Un debate que trasciende los datos
En el debate que acompaña a estos datos, el absentismo se relaciona con factores que van más allá del mercado laboral, como la presión sobre el sistema sanitario, la disponibilidad de recursos en atención primaria y en la inspección médica, y la gestión administrativa de los procesos de incapacidad temporal. Desde este enfoque, el aumento de las bajas médicas no se interpreta únicamente en función del estado de salud de la población trabajadora, sino también de cómo se tramitan y prolongan estos procesos.
Esta lectura se cruza con la dimensión económica del fenómeno. El absentismo laboral genera un coste estimado de 33.000 millones de euros anuales, una cifra que lo sitúa entre los principales capítulos de gasto de la economía española, solo por detrás de las pensiones. Más de la mitad de ese coste recae directamente sobre las empresas, lo que ha llevado a que el debate se desplace desde el ámbito técnico hacia el económico y empresarial. En este marco, el foco se sitúa especialmente en su impacto sobre la actividad de las empresas, en particular en un tejido productivo dominado por pequeñas compañías y autónomos.
Sin embargo, una radiografía completa del absentismo obliga a incorporar otros elementos. El crecimiento de las bajas médicas coincide con transformaciones en el mercado de trabajo y en la estructura demográfica de la población activa. El envejecimiento progresivo de los trabajadores, el aumento de patologías musculoesqueléticas y el incremento de problemas de salud mental forman parte del contexto en el que se produce la incapacidad temporal.
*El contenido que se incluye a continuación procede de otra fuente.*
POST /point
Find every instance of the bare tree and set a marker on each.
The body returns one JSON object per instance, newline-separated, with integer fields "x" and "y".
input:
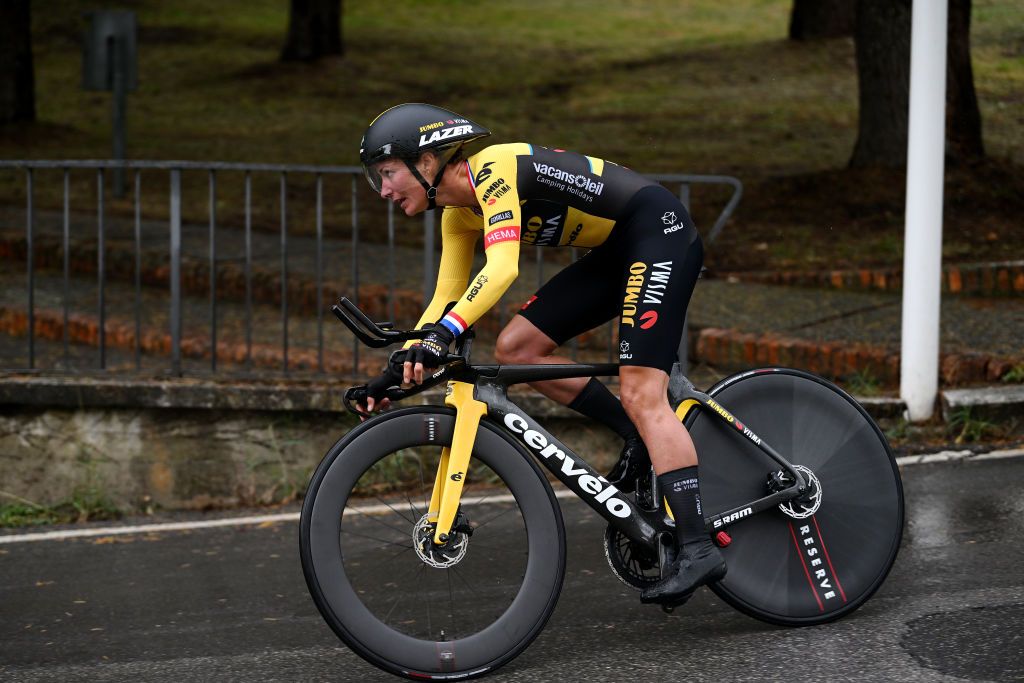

A ello se suma un cambio progresivo en la relación entre salud y trabajo, especialmente visible tras la pandemia, con una mayor sensibilidad hacia el bienestar físico y psicológico en el entorno laboral. Este factor no altera los datos económicos del absentismo, pero sí influye en su lectura.
Sectores y regiones
La dimensión sectorial añade otra capa de complejidad. La industria y los servicios presentan las tasas más elevadas, por encima del 7 %, mientras que la construcción se mantiene en niveles inferiores. La dispersión interna es significativa, con actividades que superan el 12 % de absentismo y otras que no alcanzan el 3%. Esta diferencia apunta a realidades laborales muy distintas según el tipo de actividad, su intensidad física o cognitiva, la estabilidad del empleo y el entorno organizativo.
Algo similar ocurre en el plano territorial. Comunidades como Cantabria, País Vasco y Asturias registran los niveles más altos, mientras que Baleares, Madrid y La Rioja presentan los más bajos. Las diferencias se mantienen en el tiempo, aunque no existe una única explicación que las agote, lo que sugiere la influencia de factores productivos, demográficos y sanitarios.
En este escenario, el absentismo laboral se sitúa en la intersección de varias dinámicas, la organización del trabajo, el funcionamiento del sistema sanitario, la evolución demográfica y la productividad empresarial. Las declaraciones de Garamendi reactivan un debate en el que conviven distintas interpretaciones sobre un mismo fenómeno. Para el ámbito empresarial, el foco se sitúa en el impacto económico y en la gestión de las bajas. En otras lecturas, el absentismo también puede entenderse como un indicador de las condiciones de salud y trabajo de la población activa.
La dificultad principal es que estas lecturas no se excluyen entre sí, pero tampoco explican por sí solas la totalidad del fenómeno. El absentismo refleja al mismo tiempo un coste económico creciente y una realidad social que no puede reducirse a una única causa. En ese equilibrio se sitúa el debate actual, más centrado en su interpretación que en su existencia.